Así, medio reticentes, desconfiados, descubrirán el mundo que los rodea. Y el otro mundo, de los turistas, los grandes carteles de propaganda en medio del camino, y las casas de fin de semana con autos lujosos, que les parecen de extraterrestres. El hombre los acarrea como arrepentido a veces de llevar semejantes burros, y se planta al final, bien de brazos cruzados, orgulloso de mostrarles toda esa maravilla, como si él la hubiera hecho. Hermoso personaje, el de Hugo Arana. Ellos son, como sus respectivos nombres lo indican, el Vasco, Rataplán el Tonto, El Desconocido (que en realidad es un colado de otro cuento), el vendedor de quiniela Siete y Tres Diez, a cargo del propio Julio César Castro (flaco bigotudo, de tiradores, asombrado; fue la única y última vez que apareció en el cine, para hacer esta película les escondió a todos la gravedad del mal que tenía), con su perro Aquino, y Quintana, así llamado en alusión a “la quinta del ñato”. Quintana es de oficio sepulturero. Y es el que se descubre frente al misterio de la inmensidad.

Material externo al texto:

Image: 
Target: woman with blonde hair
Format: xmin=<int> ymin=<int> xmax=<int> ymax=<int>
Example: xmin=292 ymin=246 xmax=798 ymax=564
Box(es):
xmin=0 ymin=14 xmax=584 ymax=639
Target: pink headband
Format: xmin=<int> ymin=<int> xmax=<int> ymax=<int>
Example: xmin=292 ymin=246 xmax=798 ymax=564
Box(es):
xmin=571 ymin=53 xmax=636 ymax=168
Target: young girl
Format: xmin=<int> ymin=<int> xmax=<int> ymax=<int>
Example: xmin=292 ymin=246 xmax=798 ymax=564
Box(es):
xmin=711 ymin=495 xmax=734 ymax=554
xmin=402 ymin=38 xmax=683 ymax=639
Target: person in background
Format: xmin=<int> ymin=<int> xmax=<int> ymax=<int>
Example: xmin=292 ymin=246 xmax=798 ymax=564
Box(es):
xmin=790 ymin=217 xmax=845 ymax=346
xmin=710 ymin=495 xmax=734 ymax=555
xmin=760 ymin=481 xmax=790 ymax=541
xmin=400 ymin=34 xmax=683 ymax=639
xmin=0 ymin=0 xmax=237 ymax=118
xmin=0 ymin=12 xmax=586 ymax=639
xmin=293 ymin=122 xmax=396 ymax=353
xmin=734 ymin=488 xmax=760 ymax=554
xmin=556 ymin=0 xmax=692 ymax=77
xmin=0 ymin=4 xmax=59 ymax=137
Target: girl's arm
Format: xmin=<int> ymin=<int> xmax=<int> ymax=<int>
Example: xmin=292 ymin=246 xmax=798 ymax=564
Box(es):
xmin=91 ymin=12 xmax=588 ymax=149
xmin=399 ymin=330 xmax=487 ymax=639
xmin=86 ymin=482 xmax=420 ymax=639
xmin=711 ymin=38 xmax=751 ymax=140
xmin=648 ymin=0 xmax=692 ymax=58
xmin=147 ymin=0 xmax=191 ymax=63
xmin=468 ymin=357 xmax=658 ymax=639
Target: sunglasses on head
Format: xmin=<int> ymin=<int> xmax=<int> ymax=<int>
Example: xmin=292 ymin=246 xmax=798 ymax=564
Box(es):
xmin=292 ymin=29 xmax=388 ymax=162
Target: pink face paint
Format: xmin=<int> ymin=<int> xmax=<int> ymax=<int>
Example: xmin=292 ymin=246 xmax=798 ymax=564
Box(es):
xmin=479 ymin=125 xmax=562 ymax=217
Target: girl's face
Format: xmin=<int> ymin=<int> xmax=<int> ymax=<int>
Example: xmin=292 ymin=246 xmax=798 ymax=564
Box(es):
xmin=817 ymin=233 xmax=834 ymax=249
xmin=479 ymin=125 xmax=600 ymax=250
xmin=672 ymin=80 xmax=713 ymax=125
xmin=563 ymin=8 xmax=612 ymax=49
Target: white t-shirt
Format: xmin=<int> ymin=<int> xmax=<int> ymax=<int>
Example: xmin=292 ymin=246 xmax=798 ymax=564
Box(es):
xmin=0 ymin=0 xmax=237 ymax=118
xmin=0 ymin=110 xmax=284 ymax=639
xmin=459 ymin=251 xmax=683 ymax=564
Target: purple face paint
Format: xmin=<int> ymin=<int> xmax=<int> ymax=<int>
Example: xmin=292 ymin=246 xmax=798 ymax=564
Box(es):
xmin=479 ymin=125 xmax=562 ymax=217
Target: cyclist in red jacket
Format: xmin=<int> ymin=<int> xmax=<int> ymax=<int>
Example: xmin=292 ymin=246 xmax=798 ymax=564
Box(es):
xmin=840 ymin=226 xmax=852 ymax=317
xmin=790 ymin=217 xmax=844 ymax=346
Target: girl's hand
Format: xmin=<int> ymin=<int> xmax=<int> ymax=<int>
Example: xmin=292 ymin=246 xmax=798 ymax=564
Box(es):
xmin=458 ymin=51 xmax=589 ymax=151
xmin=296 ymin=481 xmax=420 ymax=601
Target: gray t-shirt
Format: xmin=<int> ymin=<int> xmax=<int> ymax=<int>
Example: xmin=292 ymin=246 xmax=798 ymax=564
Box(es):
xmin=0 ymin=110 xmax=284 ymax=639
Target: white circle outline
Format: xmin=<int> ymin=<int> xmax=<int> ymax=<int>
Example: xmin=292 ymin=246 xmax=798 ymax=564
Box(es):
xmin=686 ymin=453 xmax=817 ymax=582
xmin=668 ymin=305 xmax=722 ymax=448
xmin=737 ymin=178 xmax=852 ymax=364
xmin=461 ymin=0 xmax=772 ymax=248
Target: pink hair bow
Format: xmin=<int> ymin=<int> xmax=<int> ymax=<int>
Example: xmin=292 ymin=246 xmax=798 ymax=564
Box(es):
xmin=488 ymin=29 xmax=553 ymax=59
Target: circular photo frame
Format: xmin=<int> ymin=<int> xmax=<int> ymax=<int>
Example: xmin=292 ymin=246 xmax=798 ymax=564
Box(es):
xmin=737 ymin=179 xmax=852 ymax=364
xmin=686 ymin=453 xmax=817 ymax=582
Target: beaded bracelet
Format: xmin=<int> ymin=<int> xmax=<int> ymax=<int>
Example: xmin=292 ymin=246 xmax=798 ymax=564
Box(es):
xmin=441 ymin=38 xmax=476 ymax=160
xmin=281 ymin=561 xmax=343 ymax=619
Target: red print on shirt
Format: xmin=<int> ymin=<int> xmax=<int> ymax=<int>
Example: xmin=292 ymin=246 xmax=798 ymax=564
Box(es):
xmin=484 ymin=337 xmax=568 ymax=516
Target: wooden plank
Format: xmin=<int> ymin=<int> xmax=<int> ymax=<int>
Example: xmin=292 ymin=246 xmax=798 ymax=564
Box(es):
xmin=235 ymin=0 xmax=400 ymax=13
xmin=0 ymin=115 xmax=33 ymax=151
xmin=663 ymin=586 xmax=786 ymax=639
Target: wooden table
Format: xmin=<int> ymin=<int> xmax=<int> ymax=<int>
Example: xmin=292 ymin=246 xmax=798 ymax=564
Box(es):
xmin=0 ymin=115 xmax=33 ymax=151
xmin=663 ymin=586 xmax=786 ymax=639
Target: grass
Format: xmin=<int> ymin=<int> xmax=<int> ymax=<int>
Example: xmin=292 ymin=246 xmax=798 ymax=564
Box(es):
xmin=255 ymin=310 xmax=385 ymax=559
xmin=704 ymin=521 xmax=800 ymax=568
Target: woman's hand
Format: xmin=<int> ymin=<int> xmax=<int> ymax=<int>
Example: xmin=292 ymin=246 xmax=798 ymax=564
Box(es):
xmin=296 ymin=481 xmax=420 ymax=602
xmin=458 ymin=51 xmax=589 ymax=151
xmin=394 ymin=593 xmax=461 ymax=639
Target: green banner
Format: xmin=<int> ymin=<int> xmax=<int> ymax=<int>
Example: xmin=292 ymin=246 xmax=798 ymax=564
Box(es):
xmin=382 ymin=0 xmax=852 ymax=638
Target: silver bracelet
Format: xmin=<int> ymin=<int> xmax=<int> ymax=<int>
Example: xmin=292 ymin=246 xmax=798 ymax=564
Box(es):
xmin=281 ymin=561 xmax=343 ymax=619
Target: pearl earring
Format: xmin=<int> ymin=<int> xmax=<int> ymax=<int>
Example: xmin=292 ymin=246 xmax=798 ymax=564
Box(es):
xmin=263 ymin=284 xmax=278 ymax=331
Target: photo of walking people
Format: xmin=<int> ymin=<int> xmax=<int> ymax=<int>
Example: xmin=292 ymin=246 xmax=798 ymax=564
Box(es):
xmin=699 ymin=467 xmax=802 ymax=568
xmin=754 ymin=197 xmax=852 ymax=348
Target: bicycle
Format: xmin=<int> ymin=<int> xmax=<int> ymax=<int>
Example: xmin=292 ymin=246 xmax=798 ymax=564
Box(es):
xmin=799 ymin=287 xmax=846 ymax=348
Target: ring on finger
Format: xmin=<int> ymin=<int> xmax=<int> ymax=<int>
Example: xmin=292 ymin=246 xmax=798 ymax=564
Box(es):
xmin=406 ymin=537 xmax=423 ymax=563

Y el que nos descubre, con sólo dos planos y tres palabras, que detrás de este cuento criollo, de sonrisa bonachona y cordial, también, si uno quiere verlos, están los versos de Manrique.

 

Entonces el costumbrismo termina siendo fábula poética, el humorismo da paso a una repentina emoción que nos ahoga, y esta película que parecía chiquita, se hace intensa y definitivamente hermosa. Para más, tiene una música preciosa, que hasta incluye, inesperadamente, el pericón nacional. Nosotros insistimos en recomendarla: se disfruta con placidez, se aprecia por lo bien hecha, y se recuerda con admiración y ternura.